I graduated middle school and we moved to upstate NY. Where I joined Choir! Drama club! Literary magazine! Drank in all the alternative / punk / new wave I could handle. Read all the revolutionary books. Wrote papers on most of them. Busy social life in the high school lunch yard and at play rehearsal with the fellow outcasts, freaks, geniuses, poets, queers; volunteered at the hospital; had a part time job. Graduated 11th in my class of 256 and geared up to go to a good private junior Ivy League college (riding the magic carpet of merit and need scholarships and student loans) to best prep myself to take over the world. Affect righteous change! Right America’s and humanities’ wrongs and get paid modestly but, not yuppie range, to do this every day for a job.

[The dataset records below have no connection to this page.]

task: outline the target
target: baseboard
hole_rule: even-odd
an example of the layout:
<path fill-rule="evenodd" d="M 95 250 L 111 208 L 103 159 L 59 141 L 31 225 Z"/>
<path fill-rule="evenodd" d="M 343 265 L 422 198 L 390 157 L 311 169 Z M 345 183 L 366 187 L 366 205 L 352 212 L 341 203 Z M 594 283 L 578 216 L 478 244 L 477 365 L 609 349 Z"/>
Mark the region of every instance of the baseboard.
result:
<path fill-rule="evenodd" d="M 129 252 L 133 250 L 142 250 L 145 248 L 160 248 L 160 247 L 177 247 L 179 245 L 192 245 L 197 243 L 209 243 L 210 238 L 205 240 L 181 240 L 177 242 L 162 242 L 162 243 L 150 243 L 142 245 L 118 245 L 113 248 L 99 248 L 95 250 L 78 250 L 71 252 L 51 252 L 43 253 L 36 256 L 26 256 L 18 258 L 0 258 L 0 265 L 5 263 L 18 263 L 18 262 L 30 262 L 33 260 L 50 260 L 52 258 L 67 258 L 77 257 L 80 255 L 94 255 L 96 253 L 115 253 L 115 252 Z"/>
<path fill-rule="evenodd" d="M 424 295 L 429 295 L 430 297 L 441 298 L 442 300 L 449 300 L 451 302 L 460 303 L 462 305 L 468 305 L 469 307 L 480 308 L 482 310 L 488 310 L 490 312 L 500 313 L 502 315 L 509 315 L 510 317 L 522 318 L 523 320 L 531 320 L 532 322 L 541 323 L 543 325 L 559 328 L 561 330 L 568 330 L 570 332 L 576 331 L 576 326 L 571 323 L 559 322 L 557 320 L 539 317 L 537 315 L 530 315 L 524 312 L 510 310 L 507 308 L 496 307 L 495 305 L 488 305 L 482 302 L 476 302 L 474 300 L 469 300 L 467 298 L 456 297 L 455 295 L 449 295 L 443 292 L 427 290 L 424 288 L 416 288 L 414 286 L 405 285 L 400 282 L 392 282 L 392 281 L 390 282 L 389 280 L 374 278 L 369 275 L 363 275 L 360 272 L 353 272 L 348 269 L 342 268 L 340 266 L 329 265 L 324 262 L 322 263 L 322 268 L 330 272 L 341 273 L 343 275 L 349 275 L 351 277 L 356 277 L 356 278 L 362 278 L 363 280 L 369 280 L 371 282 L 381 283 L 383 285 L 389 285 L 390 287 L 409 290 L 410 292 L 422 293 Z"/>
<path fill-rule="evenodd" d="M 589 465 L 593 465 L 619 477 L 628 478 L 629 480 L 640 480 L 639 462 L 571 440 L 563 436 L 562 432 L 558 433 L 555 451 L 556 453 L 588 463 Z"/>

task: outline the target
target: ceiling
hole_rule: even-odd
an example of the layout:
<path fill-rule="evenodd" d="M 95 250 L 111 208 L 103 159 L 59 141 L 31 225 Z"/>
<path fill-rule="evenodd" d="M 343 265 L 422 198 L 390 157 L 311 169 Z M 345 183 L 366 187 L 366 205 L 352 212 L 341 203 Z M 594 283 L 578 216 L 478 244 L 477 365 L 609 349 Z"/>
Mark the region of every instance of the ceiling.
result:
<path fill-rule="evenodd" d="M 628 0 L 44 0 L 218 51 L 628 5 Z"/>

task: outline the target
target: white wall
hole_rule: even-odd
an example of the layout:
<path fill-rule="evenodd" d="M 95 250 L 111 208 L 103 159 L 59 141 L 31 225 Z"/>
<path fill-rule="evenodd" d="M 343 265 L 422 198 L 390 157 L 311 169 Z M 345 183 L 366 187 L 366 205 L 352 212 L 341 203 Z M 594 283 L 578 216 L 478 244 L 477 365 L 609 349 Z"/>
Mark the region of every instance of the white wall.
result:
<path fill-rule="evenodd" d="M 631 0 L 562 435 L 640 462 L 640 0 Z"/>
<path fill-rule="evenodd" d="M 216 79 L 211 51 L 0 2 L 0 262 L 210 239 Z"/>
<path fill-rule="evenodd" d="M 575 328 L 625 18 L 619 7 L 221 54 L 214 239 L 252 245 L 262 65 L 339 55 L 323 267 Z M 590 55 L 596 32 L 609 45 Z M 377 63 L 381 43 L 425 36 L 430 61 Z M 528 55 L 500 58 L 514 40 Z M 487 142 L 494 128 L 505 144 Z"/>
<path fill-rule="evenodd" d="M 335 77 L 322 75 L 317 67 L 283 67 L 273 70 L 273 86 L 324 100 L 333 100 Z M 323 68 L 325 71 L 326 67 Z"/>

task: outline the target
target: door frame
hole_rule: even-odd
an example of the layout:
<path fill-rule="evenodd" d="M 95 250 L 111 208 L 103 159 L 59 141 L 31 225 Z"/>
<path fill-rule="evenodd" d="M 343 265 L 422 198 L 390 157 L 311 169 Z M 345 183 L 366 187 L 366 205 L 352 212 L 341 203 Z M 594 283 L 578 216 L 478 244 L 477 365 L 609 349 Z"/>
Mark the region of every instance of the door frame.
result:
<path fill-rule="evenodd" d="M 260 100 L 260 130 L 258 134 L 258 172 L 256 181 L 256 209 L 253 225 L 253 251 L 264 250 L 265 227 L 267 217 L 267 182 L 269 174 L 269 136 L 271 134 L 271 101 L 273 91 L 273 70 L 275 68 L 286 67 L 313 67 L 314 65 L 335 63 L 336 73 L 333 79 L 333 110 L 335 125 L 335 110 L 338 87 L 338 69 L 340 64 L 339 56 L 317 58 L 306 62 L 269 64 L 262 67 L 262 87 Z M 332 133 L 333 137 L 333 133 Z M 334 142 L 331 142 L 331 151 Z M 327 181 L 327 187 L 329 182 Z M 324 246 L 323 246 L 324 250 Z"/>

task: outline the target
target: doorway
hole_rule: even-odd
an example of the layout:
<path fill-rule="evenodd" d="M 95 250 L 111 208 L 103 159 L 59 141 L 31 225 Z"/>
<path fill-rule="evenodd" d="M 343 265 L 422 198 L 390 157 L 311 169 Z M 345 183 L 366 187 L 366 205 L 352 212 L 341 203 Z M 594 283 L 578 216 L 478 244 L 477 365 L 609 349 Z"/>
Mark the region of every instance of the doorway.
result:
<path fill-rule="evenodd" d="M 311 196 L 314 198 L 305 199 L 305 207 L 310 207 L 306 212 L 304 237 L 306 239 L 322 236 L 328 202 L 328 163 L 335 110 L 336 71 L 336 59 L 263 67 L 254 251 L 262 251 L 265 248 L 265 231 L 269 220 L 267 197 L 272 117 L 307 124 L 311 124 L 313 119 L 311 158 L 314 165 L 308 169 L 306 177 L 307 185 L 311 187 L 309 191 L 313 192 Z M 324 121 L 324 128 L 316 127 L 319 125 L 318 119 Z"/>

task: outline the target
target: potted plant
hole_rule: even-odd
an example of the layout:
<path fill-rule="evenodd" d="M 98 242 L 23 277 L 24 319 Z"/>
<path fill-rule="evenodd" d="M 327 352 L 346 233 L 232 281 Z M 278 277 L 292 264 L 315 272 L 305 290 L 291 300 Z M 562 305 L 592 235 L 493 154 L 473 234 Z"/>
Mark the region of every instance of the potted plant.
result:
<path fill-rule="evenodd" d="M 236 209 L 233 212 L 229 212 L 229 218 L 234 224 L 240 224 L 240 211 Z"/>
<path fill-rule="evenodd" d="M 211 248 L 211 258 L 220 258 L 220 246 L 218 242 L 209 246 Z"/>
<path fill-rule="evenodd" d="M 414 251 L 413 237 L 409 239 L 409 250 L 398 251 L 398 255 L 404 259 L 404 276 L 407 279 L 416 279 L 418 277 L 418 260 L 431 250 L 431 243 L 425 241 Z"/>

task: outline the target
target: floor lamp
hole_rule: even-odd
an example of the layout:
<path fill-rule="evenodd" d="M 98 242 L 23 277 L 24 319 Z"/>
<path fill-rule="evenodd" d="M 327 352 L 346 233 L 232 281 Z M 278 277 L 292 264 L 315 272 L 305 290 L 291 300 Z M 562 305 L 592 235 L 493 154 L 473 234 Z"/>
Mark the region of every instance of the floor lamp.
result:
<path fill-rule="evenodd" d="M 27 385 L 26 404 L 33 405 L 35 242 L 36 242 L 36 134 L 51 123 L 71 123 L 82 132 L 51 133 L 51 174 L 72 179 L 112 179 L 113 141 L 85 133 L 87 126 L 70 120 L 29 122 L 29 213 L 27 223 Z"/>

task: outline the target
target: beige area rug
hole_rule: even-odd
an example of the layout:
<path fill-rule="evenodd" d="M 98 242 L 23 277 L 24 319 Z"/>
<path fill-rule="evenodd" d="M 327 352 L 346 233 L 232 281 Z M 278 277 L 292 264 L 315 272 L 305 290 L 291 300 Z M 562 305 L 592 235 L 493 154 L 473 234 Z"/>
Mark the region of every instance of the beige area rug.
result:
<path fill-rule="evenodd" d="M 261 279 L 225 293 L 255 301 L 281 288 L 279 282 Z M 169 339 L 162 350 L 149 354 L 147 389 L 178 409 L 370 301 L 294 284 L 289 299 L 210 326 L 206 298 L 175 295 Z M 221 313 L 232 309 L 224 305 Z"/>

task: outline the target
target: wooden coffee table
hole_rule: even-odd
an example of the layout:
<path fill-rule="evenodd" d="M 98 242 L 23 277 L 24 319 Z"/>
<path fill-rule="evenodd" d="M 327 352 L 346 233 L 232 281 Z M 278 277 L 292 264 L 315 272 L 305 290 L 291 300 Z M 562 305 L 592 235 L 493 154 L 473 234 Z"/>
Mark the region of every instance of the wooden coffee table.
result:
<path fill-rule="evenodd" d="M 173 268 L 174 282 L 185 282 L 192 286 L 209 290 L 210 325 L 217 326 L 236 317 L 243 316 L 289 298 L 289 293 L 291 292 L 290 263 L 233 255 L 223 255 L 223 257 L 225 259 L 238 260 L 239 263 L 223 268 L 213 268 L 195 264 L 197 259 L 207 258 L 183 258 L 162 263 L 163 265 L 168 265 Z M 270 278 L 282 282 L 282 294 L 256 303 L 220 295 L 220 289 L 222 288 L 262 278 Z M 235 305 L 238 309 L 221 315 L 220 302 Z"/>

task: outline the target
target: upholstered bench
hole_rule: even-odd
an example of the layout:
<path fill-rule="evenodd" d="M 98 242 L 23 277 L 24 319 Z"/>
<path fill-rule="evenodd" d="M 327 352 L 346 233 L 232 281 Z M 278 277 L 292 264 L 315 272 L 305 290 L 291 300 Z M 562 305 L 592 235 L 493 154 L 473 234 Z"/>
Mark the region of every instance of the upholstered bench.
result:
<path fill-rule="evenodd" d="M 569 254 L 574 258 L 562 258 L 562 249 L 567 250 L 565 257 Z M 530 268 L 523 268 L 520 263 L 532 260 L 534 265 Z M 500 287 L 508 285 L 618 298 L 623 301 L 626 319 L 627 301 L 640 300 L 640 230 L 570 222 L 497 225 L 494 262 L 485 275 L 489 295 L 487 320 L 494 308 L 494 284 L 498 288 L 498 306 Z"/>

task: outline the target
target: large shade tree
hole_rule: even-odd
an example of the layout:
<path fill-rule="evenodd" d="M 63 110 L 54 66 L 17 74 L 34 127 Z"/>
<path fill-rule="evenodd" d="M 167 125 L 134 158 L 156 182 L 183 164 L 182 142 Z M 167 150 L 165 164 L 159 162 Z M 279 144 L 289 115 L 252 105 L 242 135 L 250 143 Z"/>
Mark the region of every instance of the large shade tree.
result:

In one of the last English classes my senior year, the teacher warned us about the impending movement in academia of “political correctness”. Likened it to the forcefully diminished language as a tool for totalitarianism as demonstrated in George Orwell’s 1984. I was like, um, ok, huh? In that term’s paper for his class, I compared the themes of female sexuality from an Alice Walker novel and a Nikki Giovanni collection. I got a C-. Lowest grade I received on any assignment, in any class except AP Calc. Huh. Hmm. Ok. Well never mind you, teacher, I’m ready to go to college to save the world from itself, now!

I’ve been soothing this particular inner child of mine, during my 2020 Pandemic / End of Civilization as We Know It sabbatical.  She’s responding well to the treatment. Peace.